Он вошёл. Снял ботинки. Посмотрел на кухню — пять метров, стол у окна, табуретка, холодильник «Атлант» ещё тех времён. Потом посмотрел на меня. Я стояла, чуть сместив вес на левую ногу, потому что правая ныла от утренней сырости.

– Ты хромаешь, — сказал он.

– Не хромаю. Нога затекла.

– Мам.

Он сел на табуретку. Руки на коленях. Я увидела, что он бледный. Не с дороги — от злости. Костя злился тихо, без крика. Как отец. Только Олег при этом уходил, а Костя — наоборот, садился и не двигался.

– Я позвонил в клинику, — сказал он. — Назвался сыном пациентки Дорошиной. Мне рассказали всё. Четыреста восемьдесят. Без учёта палаты и анестезии — ещё тысяч сорок.

Я молчала.

– У меня есть триста пятьдесят. Это мои накопления. Остальное найду.

– Нет, — сказала я.

– Мам.

– Костя, нет. Это твои деньги. Ты на них жильё копил.

– Какое жильё, мам? У тебя колено не сгибается. Ты через полгода ходить не сможешь. Тебе пятьдесят шесть лет.

Я почувствовала, как горло стянуло. Не от обиды. От стыда. Он назвал мой возраст вслух, и я услышала его со стороны — пятьдесят шесть. Не старуха. Но и не молодая. Самый неудобный возраст — когда тело уже подводит, а до пенсии ещё работать и работать.

– Я подожду квоту, — сказала я.

– Четырнадцать месяцев? Через четырнадцать месяцев ты можешь не дойти до операционной. Мне это в клинике тоже сказали.

Мы замолчали. За окном гудел трамвай. Машинка стояла в углу, накрытая чехлом. Я давно не шила — педаль не слушалась, колено не давало нажимать ровно. Три недели без заказов. Три недели без дохода, если не считать пенсионную подработку — гладила бельё для соседнего отеля, но это копейки.

– Мам, ну нормально же, — сказал Костя. Тихо. Почти себе.

И я вздрогнула.

Потому что это были мои слова. Именно так я отвечала ему каждый раз, когда он спрашивал, как дела. Нормально. Ну нормально же. Не лезь. Не трогай. Я справляюсь.

И вот он повторил — и я услышала, как это звучит. Не как ответ. Как стена.

– Это я тебе обычно так говорю, — сказал он. — Когда ты спрашиваешь, как у меня дела. Ну нормально же, мам. Не лезь.

Я посмотрела на него. Он сидел на табуретке, длинный, сутулый, и смотрел на свои руки.

– И ты же понимаешь, что это враньё? — спросил он.
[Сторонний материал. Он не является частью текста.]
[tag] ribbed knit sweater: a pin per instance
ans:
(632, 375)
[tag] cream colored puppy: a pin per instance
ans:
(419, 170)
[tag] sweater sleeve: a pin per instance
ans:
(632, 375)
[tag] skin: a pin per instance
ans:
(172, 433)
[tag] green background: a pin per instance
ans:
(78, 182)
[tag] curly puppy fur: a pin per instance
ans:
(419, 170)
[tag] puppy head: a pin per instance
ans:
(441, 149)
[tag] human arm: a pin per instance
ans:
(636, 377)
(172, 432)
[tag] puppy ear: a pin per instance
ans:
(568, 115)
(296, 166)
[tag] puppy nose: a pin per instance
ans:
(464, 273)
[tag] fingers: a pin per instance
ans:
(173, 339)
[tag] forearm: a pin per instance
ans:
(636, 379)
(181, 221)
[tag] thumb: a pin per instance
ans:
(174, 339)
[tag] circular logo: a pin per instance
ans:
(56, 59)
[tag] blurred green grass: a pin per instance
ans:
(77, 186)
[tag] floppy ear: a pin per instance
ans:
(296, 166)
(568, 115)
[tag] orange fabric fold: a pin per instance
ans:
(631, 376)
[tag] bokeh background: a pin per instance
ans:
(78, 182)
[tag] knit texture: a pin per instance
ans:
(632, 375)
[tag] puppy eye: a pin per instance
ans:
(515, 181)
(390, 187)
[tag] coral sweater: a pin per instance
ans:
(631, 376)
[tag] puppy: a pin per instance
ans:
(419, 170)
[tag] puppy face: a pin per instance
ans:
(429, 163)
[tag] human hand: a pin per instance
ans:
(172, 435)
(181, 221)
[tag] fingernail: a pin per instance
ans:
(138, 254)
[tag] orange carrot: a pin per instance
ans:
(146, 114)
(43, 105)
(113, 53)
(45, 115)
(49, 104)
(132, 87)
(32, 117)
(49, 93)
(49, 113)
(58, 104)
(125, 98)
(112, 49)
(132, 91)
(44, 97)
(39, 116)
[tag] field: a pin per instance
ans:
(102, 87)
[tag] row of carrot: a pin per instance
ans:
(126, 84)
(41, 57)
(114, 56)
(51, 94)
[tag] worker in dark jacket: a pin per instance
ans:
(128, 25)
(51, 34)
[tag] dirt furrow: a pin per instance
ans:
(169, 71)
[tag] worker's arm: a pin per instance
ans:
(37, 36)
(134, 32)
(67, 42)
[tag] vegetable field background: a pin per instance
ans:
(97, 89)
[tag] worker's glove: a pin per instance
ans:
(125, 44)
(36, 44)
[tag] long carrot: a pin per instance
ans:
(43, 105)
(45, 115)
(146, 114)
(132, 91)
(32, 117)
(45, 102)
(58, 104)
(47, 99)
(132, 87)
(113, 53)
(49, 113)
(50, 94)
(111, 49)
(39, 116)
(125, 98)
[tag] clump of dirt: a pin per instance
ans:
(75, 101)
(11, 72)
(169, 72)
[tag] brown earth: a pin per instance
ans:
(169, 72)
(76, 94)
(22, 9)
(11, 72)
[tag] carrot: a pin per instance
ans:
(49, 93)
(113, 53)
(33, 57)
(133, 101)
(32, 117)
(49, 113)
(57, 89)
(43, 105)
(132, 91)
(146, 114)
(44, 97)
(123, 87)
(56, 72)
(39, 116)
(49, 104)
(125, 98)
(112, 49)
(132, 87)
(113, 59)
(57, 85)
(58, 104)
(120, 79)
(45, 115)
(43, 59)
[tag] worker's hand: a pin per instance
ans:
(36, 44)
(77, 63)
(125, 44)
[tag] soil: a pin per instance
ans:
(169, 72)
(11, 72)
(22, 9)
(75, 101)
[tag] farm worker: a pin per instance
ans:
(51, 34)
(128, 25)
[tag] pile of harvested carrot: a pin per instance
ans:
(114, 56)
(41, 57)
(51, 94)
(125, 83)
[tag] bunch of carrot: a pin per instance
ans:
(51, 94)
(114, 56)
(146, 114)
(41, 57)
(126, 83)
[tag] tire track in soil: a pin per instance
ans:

Я не ответила. Но он и не ждал.

– У меня триста пятьдесят тысяч, — повторил он. — Не хватает сто тридцать. Я найду.

Он ушёл через час. Я осталась одна в кухне. Села на табуретку, которая ещё хранила его тепло, и сидела так до темноты.

Через два дня Костя позвонил и сказал, что нашёл недостающие деньги.

– Откуда? — спросила я.

– Неважно, мам. Нашёл.

Я промолчала. Потом спросила:

– Ты же не в долги влез?

– Нет.

Он соврал. Я чувствовала — соврал. Но давить не стала. Потому что тогда он спросит, откуда я знаю, и начнётся разговор, к которому ни он, ни я не были готовы.

Через три дня в дверь позвонили.

Я открыла, думая — почта, соседка, мастер по счётчикам. На пороге стоял Олег.

Бывший муж. Ушёл девять лет назад к Ларисе. Без скандала, без битья посуды. Просто собрал сумку и сказал — прости, Нина, больше не могу. И ушёл.

Я его не видела с тех пор. Слышала от знакомых — работает в автосалоне, живёт у Ларисы, вроде бы поправился. Он и правда поправился. Стоял передо мной — под шестьдесят, красноватые скулы, широкие шаги даже в тесном подъезде, носки ботинок чуть развёрнуты наружу. Занимал много места. Как раньше.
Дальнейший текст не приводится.